Subdermal etonogestrel implants are highly effective contraceptive methods. Despite standardization of insertion technique by the manufacturer, some implants are inadvertently placed too deeply within or below the plane of the biceps brachii fascia. Placement of these implants in a deep tissue plane results in more difficult removal, which is not always possible in the office setting. In rare cases, surgical removal by an upper extremity surgeon is warranted.

Case presentation

Here we present 6 cases of etonogestrel implants located in a subfascial plane requiring removal by an upper extremity surgeon. Implants were all localized with plain radiography and ultrasound prior to surgical removal. All cases had implants located in the subfascial plane and one was identified intramuscularly. The average age was 28 years (19–33) and BMI was 24.0 kg/m^2 (19.1–36.5), with the most common reason for removal being irregular bleeding. The majority of cases (5/6) were performed under monitored anesthesia care with local anesthetic and one case utilized regional anesthesia. All implants were surgically removed without complication.


Insertion of etonogestrel contraceptive implants deep to the biceps brachii fascia is a rare, but dangerous complication. Removal of these implants is not always successful in the office setting and referral to an upper extremity surgeon is necessary to avoid damage to delicate neurovascular structures for safe removal.


Subdermal etonogestrel implants are highly effective contraceptive methods [1]. The manufacturer recommends subdermal placement of the implant overlying the triceps muscle in the medial upper arm using a preloaded insertion implant [2]. All healthcare practitioners providing insertions are trained in proper placement techniques, including immediate palpation to confirm subdermal location, and in-office removal techniques. Deep placement can make removal particularly challenging.

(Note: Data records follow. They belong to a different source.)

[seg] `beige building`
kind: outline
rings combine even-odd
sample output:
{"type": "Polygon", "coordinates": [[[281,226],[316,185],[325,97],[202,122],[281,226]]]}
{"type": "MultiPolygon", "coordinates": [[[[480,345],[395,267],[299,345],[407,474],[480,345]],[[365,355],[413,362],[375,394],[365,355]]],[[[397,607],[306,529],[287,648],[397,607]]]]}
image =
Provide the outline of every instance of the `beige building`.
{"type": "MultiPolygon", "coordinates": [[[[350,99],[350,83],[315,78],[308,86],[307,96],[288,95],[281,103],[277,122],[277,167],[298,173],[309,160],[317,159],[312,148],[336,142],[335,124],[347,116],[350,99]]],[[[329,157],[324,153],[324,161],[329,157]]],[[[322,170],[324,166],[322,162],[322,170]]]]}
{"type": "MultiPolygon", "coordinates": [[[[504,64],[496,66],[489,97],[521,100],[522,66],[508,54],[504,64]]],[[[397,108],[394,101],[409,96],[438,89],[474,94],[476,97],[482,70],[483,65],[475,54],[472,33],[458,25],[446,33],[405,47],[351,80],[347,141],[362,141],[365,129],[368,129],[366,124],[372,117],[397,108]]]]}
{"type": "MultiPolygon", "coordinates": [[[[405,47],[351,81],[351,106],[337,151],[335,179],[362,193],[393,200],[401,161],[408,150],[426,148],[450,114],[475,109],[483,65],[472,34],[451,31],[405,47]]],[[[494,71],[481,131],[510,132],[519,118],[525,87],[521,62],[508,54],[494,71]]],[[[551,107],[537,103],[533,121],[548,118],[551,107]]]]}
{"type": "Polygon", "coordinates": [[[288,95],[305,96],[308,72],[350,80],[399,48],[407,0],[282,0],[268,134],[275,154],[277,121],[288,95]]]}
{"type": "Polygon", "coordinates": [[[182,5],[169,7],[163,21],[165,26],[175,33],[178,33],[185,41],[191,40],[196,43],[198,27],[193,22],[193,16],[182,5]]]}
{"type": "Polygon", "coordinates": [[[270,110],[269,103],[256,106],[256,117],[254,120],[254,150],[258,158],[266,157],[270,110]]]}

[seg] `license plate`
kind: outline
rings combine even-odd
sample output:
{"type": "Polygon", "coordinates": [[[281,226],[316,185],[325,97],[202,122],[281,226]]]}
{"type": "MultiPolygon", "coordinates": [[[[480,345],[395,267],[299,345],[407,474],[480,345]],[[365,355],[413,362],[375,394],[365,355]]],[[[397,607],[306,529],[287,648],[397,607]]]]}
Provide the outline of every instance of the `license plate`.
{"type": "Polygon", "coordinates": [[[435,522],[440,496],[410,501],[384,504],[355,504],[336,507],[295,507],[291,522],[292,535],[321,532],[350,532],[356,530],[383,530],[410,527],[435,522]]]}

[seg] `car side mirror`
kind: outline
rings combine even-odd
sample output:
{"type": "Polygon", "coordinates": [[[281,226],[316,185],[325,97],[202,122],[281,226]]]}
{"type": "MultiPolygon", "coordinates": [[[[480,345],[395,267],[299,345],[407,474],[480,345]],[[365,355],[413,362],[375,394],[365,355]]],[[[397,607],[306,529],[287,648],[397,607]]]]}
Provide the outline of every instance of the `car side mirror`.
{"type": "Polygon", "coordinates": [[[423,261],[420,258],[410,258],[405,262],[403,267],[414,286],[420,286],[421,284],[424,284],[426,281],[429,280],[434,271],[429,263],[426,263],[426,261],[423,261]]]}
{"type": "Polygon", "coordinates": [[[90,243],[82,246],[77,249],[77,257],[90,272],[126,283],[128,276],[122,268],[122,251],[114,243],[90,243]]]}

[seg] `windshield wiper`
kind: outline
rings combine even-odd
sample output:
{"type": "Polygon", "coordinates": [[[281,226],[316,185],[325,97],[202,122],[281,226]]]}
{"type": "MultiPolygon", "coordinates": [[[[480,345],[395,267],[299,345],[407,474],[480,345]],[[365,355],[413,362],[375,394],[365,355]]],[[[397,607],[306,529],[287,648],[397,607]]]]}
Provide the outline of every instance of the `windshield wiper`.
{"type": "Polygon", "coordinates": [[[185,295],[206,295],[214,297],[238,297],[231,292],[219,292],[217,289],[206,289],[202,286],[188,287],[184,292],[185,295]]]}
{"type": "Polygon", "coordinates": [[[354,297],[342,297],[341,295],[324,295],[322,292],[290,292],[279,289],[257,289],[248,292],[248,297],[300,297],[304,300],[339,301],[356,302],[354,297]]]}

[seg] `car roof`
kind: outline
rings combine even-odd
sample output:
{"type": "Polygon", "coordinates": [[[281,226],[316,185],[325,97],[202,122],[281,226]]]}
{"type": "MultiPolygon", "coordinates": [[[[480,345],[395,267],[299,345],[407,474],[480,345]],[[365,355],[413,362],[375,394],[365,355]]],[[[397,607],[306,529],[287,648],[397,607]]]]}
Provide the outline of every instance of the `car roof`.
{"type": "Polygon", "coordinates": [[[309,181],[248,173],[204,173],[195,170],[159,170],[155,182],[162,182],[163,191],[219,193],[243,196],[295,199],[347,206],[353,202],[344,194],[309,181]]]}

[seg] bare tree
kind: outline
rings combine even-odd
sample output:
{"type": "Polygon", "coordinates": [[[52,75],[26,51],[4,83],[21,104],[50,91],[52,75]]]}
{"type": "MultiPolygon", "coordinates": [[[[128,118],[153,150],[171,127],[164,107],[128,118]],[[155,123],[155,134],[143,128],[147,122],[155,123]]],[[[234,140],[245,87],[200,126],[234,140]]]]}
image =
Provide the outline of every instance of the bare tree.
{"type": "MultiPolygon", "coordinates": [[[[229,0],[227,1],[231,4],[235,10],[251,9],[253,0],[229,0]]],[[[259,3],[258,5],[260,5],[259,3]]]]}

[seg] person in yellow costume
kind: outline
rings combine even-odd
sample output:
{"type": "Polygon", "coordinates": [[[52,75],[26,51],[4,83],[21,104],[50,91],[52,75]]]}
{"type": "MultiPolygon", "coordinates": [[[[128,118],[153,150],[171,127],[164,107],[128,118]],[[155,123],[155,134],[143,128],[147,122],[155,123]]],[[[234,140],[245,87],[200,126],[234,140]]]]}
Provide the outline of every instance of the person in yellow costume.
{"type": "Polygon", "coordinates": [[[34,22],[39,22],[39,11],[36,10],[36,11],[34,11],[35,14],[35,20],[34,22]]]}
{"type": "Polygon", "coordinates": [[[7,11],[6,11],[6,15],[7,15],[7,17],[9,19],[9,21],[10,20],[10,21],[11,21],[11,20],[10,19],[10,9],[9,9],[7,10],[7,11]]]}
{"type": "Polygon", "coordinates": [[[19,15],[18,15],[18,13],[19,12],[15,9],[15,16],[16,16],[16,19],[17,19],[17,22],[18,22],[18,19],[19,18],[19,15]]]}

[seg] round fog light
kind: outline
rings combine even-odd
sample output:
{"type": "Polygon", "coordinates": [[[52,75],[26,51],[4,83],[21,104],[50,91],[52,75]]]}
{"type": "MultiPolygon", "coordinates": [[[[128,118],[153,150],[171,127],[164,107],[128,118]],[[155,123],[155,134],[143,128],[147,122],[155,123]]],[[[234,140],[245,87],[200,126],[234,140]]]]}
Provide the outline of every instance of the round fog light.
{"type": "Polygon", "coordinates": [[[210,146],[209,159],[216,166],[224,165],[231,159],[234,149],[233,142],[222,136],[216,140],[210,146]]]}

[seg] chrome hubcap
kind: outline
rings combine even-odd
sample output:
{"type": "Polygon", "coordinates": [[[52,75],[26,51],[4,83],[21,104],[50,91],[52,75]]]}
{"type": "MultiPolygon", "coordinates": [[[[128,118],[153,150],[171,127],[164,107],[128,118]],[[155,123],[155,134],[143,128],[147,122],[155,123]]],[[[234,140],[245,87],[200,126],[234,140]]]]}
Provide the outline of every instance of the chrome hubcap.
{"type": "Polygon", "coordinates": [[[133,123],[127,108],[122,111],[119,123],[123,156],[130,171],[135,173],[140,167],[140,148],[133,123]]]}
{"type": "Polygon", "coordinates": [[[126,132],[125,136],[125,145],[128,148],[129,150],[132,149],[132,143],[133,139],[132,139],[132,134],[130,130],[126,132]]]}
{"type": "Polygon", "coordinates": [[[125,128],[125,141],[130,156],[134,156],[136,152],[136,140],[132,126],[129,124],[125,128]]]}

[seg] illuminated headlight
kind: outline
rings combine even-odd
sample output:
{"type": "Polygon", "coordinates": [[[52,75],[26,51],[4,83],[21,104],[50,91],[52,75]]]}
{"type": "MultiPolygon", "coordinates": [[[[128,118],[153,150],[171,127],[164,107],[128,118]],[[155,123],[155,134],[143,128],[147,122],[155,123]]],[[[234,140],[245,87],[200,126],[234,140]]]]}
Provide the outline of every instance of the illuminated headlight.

Our institution is a referral center for complex implant removals. After review of plain radiographs (XR) to confirm upper-arm location of non-palpable implants, evaluation and in-office high-frequency ultrasonography (US), we refer patients with deeply-located implants not amenable to in-office removal to a single upper extremity orthopaedic surgeon for operative removal.

Case Series

After IRB approval, we identified 6 cases of etonogestrel implants referred for surgical removal from 2018 to 2020 (Table 1). All patients had Nexplanon® implants placed within the preceding three years. The average age was 28 years (19–33) and BMI was 24.0 kg/m^2 (19.1–36.5). The most common reason for removal was irregular bleeding. We localized implants with XR (Fig. 1 a) and in-office high-frequency US to confirm deep location prior to referral to orthopaedic surgeon. Each implant was identified through physical examination by a qualified provider through palpation, XR and US guidance to determine the location within the soft tissue. For removal, a small incision and dissection clamp were utilized in attempt to retrieve the implants. Reasons for failure of in-office removal included close proximity to neurovascular structures, excessive pain with palpation concerning for neurologic irritation, and failure to adequately visualize the implants. Surgeons obtained informed consent after discussing the risks of medial upper arm exploration. Surgeons positioned patients supine with an arm table to allow adequate visualization of the upper extremity. Surgeons utilized conscious sedation and local anesthesia for all cases except one, where the patient preferred regional anesthesia. Intraoperative fluoroscopic guidance aided localization of the implant by its relative radiodensity within the soft tissue. Surgeons made a 2 to 7 centimeter incision longitudinally over the implant placement scar (Fig. 1b). Careful dissection was carried down through planes to expose the distal end of the implant. Implants were all located deep to the biceps brachii fascia or within the muscle belly itself (Fig. 1 c, d). The fascia and overlying soft tissue were then closed using suture. No intraoperative or postoperative complications occurred. The average procedure time from skin incision to closure was 14.3 min (Table 1).

Fig. 1
figure 1

Radiographic identification of implanted contraceptive implant prior to incision in operating room (a). Incision and blunt dissection carried down to the fascial layer of the biceps brachii, which must be incised to retrieve the implant (b). Etonogestrel implant located deep to the biceps brachii fascia (c). Etonogestrel implant located within the muscle belly of the biceps brachii, surrounded by muscle fibers (d)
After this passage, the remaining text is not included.